Peter S. Shenkin philabs!cubsvax!peters Columbia Univ. Biology
mab@druca.UUCP (BlandMA) (08/28/85)
I was amused when I realized why this statement didn't print anything: printf("toggle ">" verbosity\n"); -- Alan Bland {ihnp4|allegra}!druca!mab AT&T Information Systems, Denver CO
lee@eel.UUCP (08/29/85)
>>Gee....and I thought a zero pointer was guaranteed not to point to >>anything valid (K&R says this). >All valid implementations of C guarantee this. Obviously, the >implementation of C that this was done on is not valid. He should complain >to the vendor. (Yes, there have been such implementations; one well-known >chip maker's first UNIX release didn't put the necessary shim at data >location 0 on a separate I&D space program. They fixed it shortly >afterwards.) Speaking of issues that have been beaten to death! K&R says only that the value 0 is distinguishable from pointers that point to objects, and that therefore the value zero is not a "valid" pointer.
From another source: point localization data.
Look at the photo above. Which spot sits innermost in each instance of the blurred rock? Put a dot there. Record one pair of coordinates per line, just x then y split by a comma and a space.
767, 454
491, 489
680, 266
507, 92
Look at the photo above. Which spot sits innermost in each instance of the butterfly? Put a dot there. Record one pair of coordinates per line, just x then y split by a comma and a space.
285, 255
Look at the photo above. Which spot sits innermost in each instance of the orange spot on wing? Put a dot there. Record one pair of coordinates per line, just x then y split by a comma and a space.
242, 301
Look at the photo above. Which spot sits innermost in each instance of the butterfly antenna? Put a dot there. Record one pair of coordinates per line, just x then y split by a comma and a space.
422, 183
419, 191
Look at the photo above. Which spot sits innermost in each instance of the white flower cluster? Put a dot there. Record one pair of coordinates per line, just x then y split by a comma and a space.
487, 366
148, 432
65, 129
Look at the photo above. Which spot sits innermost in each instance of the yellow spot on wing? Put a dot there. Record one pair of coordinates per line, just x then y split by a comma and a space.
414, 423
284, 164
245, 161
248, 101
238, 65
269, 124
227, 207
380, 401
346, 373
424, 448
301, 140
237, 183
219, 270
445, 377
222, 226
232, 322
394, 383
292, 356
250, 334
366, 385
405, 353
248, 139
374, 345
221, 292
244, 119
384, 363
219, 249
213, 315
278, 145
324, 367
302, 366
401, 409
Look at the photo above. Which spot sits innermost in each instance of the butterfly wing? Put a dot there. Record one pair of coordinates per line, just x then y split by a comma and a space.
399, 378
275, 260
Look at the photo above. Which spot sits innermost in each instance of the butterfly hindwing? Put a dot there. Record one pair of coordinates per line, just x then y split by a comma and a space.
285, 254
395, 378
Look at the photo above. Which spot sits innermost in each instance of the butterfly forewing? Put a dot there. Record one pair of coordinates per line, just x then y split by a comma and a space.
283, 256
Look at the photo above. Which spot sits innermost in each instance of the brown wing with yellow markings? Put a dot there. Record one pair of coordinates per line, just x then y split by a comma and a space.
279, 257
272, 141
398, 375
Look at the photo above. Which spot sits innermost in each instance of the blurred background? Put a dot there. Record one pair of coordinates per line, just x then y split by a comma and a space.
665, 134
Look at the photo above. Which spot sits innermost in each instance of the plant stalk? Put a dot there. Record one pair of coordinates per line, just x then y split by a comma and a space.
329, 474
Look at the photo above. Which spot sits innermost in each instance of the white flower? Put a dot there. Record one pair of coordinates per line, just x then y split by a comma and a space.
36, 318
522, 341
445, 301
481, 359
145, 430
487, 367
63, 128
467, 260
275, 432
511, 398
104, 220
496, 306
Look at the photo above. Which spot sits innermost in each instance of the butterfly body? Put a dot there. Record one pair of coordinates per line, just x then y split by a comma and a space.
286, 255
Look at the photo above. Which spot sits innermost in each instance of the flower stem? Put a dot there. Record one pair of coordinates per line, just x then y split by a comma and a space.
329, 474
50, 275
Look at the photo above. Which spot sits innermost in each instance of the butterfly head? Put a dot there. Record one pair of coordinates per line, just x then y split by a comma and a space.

It certainly does not say that the 0 pointer will give you the "null" or empty value of any object, and in particular it does not promise that there will be an integer zero if you dereference (int*)0, or a character zero if you dereference (char*)0, nor a memory fault if you reference (foo*)0. NO, you cannot depend upon the value obtained by dereferencing ANY pointer that has been assigned the value zero. It does not point to any object; the implementation of C does not guarantee to protect you from erroneously trying to access that object and the result is unpredictable over various implementations.
darryl@ISM780.UUCP (08/29/85)
[] One final, subtle, point. K&R does not guarantee that the *value* 0 is distinguishable from all other pointers, but rather, that the *constant* 0 is. That is to say, you may compare against 0 to determine the validity of a pointer (or assign to guarantee invalidity), but you may not assume that comparison against (or assignment of) an int variable whose value is 0 will have the same result. This picky distinction probably doesn't affect any of the better known chips, but might be important on a machine where a null pointer is not a bit string of 0s. --Darryl Richman, INTERACTIVE Systems Corp. ...!cca!ima!ism780!darryl The views expressed above are my opinions only. P.S.: I know that this sounds amazing, so look at the top of K&R p190, under the section 7.7, equality operators (second paragraph), and again on top of p192, section 7.14, assignment operators.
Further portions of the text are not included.